Robust Vision-Language Models via Multimodal Adversarial Training with One-to-Many Augmentations
Published in Meeting on Image Recognition and Understanding, 2025
Recommended citation: Waseda, F., Tejero-de-Pablos, A., Echizen, I., (2025, July). Robust Vision-Language Models via Multimodal Adversarial Training with One-to-Many Augmentations. In Meeting on Image Recognition and Understanding.

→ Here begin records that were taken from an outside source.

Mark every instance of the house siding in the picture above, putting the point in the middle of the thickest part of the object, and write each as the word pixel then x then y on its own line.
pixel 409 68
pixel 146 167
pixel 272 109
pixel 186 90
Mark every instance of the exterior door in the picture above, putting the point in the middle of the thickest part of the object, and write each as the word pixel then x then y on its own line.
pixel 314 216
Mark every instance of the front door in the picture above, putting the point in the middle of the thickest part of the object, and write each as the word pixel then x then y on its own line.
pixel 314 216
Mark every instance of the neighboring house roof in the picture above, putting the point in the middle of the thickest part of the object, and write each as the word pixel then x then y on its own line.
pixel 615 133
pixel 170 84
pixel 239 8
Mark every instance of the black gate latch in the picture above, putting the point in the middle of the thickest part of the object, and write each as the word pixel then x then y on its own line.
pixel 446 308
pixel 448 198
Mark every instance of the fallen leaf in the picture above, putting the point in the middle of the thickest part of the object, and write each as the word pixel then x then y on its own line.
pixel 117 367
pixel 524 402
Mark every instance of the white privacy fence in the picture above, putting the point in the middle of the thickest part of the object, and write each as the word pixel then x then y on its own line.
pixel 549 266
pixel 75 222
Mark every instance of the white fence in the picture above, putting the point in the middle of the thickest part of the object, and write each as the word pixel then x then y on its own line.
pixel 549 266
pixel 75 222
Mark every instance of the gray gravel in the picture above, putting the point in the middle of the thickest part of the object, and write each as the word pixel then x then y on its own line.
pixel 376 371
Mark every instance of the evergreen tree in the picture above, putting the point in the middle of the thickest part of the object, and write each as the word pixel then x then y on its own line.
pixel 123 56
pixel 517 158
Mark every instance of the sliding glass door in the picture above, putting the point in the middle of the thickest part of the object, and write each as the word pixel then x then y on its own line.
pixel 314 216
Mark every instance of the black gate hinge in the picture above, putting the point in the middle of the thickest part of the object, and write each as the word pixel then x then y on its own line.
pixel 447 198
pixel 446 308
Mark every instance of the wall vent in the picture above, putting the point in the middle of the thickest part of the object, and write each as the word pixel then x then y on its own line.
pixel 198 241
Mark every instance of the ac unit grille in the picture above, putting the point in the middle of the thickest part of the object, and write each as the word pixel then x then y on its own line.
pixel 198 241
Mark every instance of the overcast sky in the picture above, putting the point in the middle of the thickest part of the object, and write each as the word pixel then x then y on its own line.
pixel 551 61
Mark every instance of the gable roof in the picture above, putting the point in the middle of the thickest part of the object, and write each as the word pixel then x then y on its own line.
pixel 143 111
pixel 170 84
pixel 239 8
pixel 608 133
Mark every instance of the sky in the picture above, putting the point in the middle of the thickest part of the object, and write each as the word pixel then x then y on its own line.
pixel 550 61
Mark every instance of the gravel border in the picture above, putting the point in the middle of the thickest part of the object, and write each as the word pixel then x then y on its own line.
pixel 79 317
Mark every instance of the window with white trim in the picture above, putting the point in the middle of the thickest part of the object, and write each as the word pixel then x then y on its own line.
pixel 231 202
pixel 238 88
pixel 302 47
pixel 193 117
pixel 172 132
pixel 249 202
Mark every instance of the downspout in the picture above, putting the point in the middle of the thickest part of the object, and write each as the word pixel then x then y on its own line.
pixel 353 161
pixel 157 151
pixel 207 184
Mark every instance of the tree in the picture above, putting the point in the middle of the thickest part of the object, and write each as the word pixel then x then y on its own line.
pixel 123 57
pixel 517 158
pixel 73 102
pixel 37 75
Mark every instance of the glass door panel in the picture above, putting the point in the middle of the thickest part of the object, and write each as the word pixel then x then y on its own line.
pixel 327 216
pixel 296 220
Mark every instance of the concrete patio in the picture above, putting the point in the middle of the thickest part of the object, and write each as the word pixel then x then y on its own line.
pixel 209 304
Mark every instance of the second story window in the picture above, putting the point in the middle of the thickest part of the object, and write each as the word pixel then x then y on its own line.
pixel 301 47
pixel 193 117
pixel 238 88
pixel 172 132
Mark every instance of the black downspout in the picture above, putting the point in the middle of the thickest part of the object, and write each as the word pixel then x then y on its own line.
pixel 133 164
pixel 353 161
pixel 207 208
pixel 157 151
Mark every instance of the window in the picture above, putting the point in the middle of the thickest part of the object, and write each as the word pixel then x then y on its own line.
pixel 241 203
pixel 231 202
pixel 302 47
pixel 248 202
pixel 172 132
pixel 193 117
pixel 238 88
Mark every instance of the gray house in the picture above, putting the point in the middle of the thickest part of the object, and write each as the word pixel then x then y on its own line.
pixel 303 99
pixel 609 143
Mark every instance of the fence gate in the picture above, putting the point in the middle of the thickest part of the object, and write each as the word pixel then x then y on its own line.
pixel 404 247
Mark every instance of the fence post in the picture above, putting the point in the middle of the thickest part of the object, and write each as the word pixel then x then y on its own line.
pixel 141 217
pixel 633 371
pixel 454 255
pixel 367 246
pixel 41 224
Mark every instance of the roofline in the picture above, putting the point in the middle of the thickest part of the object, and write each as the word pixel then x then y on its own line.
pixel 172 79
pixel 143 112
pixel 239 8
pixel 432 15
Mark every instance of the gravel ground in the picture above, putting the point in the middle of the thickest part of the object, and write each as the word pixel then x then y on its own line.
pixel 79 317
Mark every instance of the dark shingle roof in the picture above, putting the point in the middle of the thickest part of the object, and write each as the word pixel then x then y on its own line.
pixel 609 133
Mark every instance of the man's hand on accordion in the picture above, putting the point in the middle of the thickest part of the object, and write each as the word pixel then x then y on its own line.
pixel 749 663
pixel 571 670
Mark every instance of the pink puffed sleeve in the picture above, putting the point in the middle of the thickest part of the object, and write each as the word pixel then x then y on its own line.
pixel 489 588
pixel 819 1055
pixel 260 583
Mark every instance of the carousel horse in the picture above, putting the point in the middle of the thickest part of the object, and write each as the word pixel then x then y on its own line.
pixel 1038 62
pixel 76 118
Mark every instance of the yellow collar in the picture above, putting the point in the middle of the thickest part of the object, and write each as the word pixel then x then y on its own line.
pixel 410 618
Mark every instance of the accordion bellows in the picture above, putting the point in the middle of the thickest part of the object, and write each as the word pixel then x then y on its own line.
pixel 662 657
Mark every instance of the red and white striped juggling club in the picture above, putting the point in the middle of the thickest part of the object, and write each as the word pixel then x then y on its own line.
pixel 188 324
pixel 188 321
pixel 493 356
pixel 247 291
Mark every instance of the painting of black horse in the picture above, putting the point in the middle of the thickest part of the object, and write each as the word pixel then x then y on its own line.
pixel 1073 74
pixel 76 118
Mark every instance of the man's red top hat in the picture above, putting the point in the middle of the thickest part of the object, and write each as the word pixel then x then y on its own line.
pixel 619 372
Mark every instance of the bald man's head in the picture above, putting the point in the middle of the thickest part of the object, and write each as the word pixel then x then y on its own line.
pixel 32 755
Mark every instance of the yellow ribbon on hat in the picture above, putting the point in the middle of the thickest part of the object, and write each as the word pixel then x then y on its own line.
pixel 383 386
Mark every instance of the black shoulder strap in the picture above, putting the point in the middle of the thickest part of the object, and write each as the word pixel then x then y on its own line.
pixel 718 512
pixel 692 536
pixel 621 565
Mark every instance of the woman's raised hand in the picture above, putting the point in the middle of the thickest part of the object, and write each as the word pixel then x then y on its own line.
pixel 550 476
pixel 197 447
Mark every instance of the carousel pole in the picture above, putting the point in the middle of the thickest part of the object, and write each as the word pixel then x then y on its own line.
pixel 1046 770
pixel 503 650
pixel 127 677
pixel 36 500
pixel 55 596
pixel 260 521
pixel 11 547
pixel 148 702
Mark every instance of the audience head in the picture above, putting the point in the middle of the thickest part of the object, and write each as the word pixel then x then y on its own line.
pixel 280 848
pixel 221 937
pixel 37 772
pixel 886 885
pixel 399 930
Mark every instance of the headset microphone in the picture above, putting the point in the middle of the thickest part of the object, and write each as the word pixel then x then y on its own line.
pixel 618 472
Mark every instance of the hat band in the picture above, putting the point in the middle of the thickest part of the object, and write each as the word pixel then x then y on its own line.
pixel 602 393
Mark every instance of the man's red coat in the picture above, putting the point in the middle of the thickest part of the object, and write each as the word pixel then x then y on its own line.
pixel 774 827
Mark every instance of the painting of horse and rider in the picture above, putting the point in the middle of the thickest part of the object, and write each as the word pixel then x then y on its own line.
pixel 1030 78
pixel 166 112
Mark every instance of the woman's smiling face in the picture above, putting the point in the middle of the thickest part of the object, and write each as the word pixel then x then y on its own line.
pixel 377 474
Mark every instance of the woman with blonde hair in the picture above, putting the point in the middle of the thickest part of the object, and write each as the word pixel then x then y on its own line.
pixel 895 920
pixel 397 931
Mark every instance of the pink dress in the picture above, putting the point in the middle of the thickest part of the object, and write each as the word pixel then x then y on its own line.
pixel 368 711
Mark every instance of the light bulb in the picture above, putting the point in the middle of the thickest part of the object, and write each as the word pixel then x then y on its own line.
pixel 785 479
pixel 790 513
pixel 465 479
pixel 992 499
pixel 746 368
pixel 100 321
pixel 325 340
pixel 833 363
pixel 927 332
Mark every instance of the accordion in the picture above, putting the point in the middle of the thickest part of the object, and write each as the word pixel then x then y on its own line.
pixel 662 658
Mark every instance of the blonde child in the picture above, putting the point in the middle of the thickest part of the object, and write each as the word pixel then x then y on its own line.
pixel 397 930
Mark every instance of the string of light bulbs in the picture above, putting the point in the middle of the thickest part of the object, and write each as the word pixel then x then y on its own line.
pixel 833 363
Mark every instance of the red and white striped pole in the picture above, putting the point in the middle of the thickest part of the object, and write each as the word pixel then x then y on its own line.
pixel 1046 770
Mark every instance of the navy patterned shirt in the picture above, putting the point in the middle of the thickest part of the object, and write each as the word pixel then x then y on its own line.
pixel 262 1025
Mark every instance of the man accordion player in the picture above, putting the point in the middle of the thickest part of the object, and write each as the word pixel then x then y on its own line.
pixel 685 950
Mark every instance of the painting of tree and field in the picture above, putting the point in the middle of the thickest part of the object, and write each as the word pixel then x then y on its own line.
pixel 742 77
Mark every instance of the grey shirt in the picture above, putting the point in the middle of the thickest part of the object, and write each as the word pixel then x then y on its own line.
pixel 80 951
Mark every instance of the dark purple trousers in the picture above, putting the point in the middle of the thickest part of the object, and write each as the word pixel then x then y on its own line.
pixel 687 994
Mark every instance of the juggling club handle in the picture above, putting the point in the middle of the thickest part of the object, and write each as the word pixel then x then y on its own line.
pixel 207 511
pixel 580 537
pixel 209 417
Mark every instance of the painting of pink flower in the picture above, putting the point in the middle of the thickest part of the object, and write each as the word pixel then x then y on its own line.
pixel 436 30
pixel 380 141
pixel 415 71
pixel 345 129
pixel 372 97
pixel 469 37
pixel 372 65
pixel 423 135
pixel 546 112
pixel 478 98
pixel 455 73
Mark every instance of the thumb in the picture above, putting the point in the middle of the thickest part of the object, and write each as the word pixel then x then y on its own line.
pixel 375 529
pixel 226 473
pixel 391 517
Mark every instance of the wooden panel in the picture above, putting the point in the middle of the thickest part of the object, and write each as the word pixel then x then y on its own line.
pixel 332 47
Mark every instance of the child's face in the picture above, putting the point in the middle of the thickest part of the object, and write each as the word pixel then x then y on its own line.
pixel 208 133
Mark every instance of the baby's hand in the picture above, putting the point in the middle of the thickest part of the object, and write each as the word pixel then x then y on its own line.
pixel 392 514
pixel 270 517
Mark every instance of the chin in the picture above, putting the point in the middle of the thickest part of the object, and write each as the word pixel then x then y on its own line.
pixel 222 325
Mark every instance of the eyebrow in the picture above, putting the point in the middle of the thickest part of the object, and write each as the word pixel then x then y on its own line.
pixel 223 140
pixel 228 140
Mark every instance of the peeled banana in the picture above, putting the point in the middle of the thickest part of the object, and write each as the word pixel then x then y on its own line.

Defending vision-language (VL) models against adversarial attacks is not trivial when applied to a multimodal setting. First, (i) multimodal VL tasks allow attackers to manipulate either the image or text input. Then, (ii) image-text pairs are naturally not deterministic, that is, a single image can be matched to multiple textual descriptions, and vice versa. However, previous defense methods for VL models mainly address image classification tasks, which do not meet the setting above. We propose the first defense strategy for VL models against multimodal attacks, multimodal adversarial training (MAT), by introducing adversarial perturbations in both images and texts. In addition, since traditional adversarial training is prone to deterministic pairing of a single image and text (1:1), we study different augmentation strategies to leverage one-to-many relationships (1:N) for enhanced robustness. We discover that augmentations that meet the alignment, diversity and distribution gap criteria allow for a more optimal defense, outperforming all previous efforts in adversarial defense for VL models.